Investment-grade bond index has best start to year since 1997.
The rush into government bonds during 2016 shows no sign of reversing as a weakening global economic outlook fuels demand for perceived havens.
German 10-year bonds headed for a third weekly gain, pushing the yield close to zero, while gains by Japanese and Swiss securities with similar due dates drove their already-negative yields to new all-time lows. Demand for Treasuries kept yields near their lows since February, when investors were unnerved by a selloff in emerging markets.
Bonds are off to their best start to a year since at least 1997, according to a broad global gauge of investment-grade debt that has gained 4.6% since the end of December, based on Bank of America Corp. data. They rallied most recently after the weakest U.S. payrolls data in almost six years was reported June 3, damping expectations the Federal Reserve will raise interest rates in the next few months.
At the same time, polls indicate Britain's vote on remaining or exiting the European Union is too close to call. Billionaire investor George Soros was said to be concerned large market shifts may be at hand.

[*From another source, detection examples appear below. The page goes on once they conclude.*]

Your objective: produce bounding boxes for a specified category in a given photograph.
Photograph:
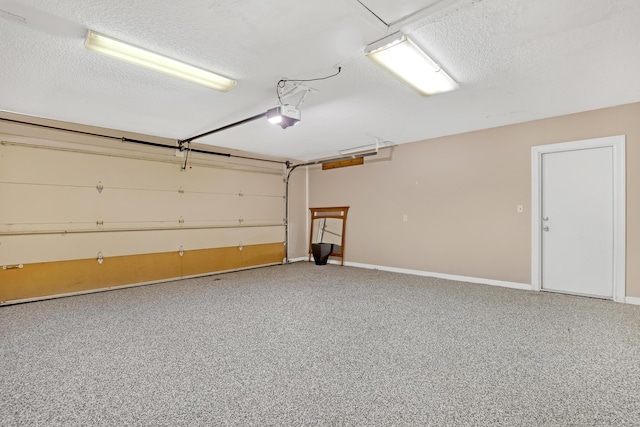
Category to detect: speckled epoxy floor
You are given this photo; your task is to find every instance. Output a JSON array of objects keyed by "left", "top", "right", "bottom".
[{"left": 0, "top": 263, "right": 640, "bottom": 426}]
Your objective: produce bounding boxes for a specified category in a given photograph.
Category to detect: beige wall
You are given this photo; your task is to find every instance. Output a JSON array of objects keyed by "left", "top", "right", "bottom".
[{"left": 309, "top": 104, "right": 640, "bottom": 297}]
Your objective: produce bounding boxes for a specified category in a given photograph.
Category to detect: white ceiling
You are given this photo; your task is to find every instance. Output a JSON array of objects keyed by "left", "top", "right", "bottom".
[{"left": 0, "top": 0, "right": 640, "bottom": 160}]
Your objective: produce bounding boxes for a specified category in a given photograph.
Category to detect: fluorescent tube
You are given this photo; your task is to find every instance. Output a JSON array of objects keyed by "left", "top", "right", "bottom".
[
  {"left": 365, "top": 33, "right": 458, "bottom": 95},
  {"left": 84, "top": 30, "right": 237, "bottom": 92}
]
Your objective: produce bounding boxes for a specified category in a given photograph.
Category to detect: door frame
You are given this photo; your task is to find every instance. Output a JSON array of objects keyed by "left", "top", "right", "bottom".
[{"left": 531, "top": 135, "right": 626, "bottom": 302}]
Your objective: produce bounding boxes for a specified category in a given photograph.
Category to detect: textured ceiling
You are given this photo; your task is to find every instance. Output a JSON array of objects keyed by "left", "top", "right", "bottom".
[{"left": 0, "top": 0, "right": 640, "bottom": 160}]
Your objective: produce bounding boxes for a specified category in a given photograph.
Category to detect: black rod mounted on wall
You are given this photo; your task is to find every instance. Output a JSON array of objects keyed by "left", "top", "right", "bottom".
[
  {"left": 178, "top": 113, "right": 267, "bottom": 147},
  {"left": 0, "top": 117, "right": 286, "bottom": 165}
]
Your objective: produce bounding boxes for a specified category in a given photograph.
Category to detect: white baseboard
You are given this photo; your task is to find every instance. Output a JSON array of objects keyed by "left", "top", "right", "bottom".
[
  {"left": 329, "top": 260, "right": 531, "bottom": 291},
  {"left": 624, "top": 297, "right": 640, "bottom": 305}
]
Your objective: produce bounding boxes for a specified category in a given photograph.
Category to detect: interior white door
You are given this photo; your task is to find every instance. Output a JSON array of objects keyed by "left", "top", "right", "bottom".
[{"left": 540, "top": 147, "right": 614, "bottom": 298}]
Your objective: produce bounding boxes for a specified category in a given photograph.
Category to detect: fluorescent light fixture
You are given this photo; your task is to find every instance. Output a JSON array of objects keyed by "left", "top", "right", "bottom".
[
  {"left": 365, "top": 32, "right": 458, "bottom": 95},
  {"left": 267, "top": 105, "right": 300, "bottom": 129},
  {"left": 84, "top": 30, "right": 237, "bottom": 92}
]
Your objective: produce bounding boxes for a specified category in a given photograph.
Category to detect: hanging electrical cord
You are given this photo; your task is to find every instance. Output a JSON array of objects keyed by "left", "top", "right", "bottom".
[
  {"left": 276, "top": 67, "right": 342, "bottom": 105},
  {"left": 182, "top": 141, "right": 191, "bottom": 170}
]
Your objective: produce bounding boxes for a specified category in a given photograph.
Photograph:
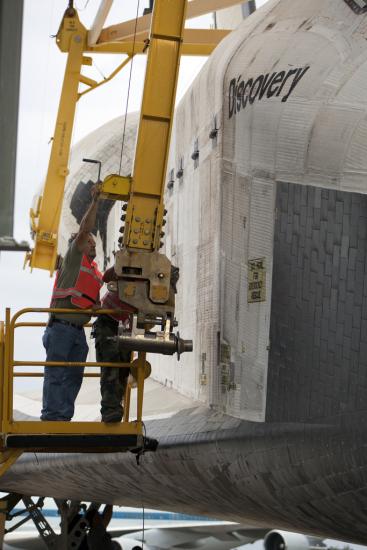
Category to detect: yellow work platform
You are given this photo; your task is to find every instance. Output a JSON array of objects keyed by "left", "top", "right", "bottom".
[{"left": 0, "top": 308, "right": 158, "bottom": 475}]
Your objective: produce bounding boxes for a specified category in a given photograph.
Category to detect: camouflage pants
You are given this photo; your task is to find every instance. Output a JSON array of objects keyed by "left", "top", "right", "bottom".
[{"left": 94, "top": 315, "right": 131, "bottom": 422}]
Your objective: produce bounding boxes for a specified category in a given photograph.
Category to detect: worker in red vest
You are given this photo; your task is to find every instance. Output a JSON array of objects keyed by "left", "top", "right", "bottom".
[
  {"left": 41, "top": 187, "right": 103, "bottom": 420},
  {"left": 93, "top": 267, "right": 135, "bottom": 422}
]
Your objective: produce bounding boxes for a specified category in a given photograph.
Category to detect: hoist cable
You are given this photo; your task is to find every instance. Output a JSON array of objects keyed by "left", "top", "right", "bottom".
[{"left": 119, "top": 0, "right": 140, "bottom": 176}]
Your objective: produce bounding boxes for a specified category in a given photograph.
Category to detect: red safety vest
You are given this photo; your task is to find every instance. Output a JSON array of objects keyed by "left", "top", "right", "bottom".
[
  {"left": 102, "top": 290, "right": 135, "bottom": 322},
  {"left": 51, "top": 254, "right": 103, "bottom": 309}
]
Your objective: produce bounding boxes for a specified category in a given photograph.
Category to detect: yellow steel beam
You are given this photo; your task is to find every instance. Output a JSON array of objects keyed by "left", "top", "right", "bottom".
[
  {"left": 89, "top": 34, "right": 226, "bottom": 56},
  {"left": 0, "top": 321, "right": 5, "bottom": 430},
  {"left": 4, "top": 420, "right": 143, "bottom": 435},
  {"left": 28, "top": 10, "right": 87, "bottom": 274},
  {"left": 97, "top": 0, "right": 248, "bottom": 44},
  {"left": 124, "top": 0, "right": 187, "bottom": 251}
]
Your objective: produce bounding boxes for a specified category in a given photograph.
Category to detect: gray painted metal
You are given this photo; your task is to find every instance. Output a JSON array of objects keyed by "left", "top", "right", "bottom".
[{"left": 0, "top": 0, "right": 23, "bottom": 236}]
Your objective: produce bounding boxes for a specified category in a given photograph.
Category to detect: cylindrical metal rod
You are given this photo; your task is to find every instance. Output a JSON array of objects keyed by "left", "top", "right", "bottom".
[{"left": 117, "top": 332, "right": 193, "bottom": 356}]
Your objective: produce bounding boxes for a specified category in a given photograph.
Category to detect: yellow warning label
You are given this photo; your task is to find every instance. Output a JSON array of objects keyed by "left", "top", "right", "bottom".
[{"left": 247, "top": 258, "right": 266, "bottom": 304}]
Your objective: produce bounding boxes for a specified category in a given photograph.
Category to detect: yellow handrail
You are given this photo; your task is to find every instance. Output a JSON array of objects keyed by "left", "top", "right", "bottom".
[{"left": 0, "top": 308, "right": 146, "bottom": 435}]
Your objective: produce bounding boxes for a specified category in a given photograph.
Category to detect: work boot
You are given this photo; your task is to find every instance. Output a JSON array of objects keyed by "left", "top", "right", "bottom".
[{"left": 102, "top": 411, "right": 124, "bottom": 423}]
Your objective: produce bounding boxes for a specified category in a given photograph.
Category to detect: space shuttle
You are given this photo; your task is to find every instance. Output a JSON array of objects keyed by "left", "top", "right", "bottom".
[{"left": 0, "top": 0, "right": 367, "bottom": 548}]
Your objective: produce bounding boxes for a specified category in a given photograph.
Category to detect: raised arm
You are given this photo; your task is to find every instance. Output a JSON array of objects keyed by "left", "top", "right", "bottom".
[{"left": 75, "top": 184, "right": 100, "bottom": 251}]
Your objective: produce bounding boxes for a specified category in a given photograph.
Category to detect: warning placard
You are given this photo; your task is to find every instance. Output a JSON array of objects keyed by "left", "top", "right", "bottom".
[{"left": 247, "top": 258, "right": 266, "bottom": 304}]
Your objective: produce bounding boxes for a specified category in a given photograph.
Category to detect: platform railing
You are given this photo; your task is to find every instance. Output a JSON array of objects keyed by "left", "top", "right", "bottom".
[{"left": 0, "top": 308, "right": 146, "bottom": 435}]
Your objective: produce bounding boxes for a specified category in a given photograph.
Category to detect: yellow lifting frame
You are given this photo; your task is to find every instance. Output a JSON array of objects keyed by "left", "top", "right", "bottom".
[
  {"left": 0, "top": 308, "right": 150, "bottom": 476},
  {"left": 26, "top": 0, "right": 228, "bottom": 275},
  {"left": 124, "top": 0, "right": 187, "bottom": 252}
]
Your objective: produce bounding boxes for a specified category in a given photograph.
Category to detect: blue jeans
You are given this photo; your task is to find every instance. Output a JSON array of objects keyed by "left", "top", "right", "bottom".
[{"left": 41, "top": 323, "right": 89, "bottom": 420}]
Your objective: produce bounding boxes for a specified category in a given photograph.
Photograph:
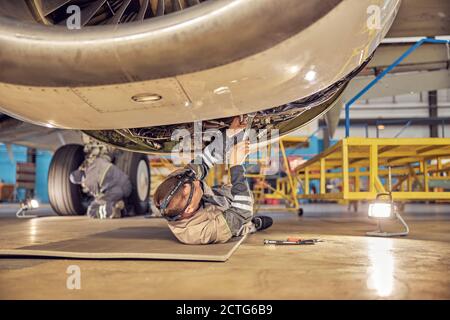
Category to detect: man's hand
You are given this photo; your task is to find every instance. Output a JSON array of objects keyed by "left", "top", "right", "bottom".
[{"left": 226, "top": 116, "right": 247, "bottom": 137}]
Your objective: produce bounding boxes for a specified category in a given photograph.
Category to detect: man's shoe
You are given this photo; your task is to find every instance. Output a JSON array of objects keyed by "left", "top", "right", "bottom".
[{"left": 252, "top": 216, "right": 273, "bottom": 231}]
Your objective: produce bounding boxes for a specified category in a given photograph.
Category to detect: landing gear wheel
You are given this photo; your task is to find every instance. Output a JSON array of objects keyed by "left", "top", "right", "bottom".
[
  {"left": 48, "top": 144, "right": 89, "bottom": 216},
  {"left": 114, "top": 151, "right": 150, "bottom": 215}
]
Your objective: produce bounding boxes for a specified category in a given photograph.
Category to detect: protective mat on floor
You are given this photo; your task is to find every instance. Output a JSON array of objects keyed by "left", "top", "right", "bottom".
[{"left": 0, "top": 227, "right": 245, "bottom": 262}]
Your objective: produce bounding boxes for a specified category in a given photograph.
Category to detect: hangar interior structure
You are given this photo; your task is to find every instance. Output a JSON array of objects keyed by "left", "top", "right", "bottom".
[{"left": 0, "top": 0, "right": 450, "bottom": 299}]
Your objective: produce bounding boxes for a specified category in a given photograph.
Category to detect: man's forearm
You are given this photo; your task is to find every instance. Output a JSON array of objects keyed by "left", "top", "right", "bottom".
[{"left": 230, "top": 165, "right": 253, "bottom": 211}]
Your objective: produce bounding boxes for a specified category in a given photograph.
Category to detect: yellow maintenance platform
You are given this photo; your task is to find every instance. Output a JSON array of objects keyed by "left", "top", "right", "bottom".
[{"left": 295, "top": 138, "right": 450, "bottom": 201}]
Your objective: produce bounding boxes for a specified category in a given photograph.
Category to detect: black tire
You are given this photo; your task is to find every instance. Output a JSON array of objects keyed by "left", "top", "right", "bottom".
[
  {"left": 48, "top": 144, "right": 87, "bottom": 216},
  {"left": 114, "top": 151, "right": 151, "bottom": 215}
]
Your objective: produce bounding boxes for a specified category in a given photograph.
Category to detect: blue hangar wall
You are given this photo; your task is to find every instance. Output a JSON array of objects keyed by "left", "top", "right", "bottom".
[{"left": 0, "top": 143, "right": 52, "bottom": 202}]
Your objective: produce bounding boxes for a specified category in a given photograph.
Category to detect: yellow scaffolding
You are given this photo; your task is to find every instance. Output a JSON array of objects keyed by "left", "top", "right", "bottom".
[
  {"left": 245, "top": 136, "right": 308, "bottom": 212},
  {"left": 295, "top": 138, "right": 450, "bottom": 201}
]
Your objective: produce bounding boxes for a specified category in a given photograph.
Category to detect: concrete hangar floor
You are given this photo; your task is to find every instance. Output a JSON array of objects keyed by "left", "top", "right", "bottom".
[{"left": 0, "top": 204, "right": 450, "bottom": 299}]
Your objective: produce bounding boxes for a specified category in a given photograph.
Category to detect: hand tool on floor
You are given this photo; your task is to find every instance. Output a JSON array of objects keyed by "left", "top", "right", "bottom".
[{"left": 264, "top": 238, "right": 323, "bottom": 245}]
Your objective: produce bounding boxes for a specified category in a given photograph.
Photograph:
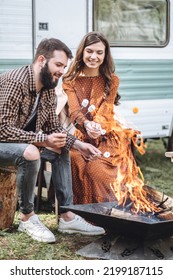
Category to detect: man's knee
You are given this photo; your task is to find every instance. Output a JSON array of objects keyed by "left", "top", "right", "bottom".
[{"left": 23, "top": 144, "right": 40, "bottom": 160}]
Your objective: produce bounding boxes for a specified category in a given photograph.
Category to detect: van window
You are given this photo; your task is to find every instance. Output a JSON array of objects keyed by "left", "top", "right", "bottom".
[{"left": 93, "top": 0, "right": 169, "bottom": 47}]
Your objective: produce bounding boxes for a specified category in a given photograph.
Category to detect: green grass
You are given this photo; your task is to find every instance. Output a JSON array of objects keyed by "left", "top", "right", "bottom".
[{"left": 0, "top": 140, "right": 173, "bottom": 260}]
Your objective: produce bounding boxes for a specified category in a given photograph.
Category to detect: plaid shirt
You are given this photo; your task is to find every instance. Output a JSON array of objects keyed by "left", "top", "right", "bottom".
[{"left": 0, "top": 65, "right": 76, "bottom": 150}]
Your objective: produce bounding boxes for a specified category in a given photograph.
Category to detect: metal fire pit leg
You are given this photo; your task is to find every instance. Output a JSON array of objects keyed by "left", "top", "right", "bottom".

“The environment is fundamentally supportive of these low yields, and there is nothing in sight, at least in the short term, that could trigger a trend reversal,” said Marius Daheim, a senior rates strategist at SEB AB in Frankfurt. “The labor market report was one thing which has driven the Treasury market and has supported other markets. If you look in the euro zone, you have Brexit risks that have risen recently, and that is also creating safe-haven flows.”
The World Bank this week cut its outlook for global growth as business spending sags in advanced economies including the U.S., while commodity exporters in emerging markets struggle to adjust to low prices.
The yield on the Bloomberg Global Developed Sovereign Bond Index dropped to a record 0.601 percent Thursday.
The yield on Germany's 10-year bund was little changed at 0.03% as of 7:50 a.m. in New York, after earlier dropping to 0.02%, the lowest since Bloomberg started collecting the data in 1989. The yield has declined four basis points, or 0.04 percentage point, this week. The price of the 0.5% security due in February 2026 was 104.55% of face value.
Japan's 10-year bond yield fell 2 1/2 basis points to minus 0.15% and earlier touched a record low minus 0.155%, according to data from Japan Bond Trading Co. Yields on U.S. Treasury 10-year notes declined three basis points to 1.66% and earlier touched 1.65%, the lowest since February.
The main driver of the recent rally is nervousness before the U.K. referendum on June 23, said Masashi Murata, a vice president at Brown Brothers Harriman & Co. in Tokyo. The result, which is too close to call based on opinion polls, may splinter the European Union.
This week's rally in developed-market bonds pushed the U.K. 10-year gilt yield down to record Thursday. These yields “can't be justified by jobs data which are one week old,” Mr. Murata said. “It's because of Brexit risk. People are uncertain of the outcome so people are buying bonds. It's risk off.”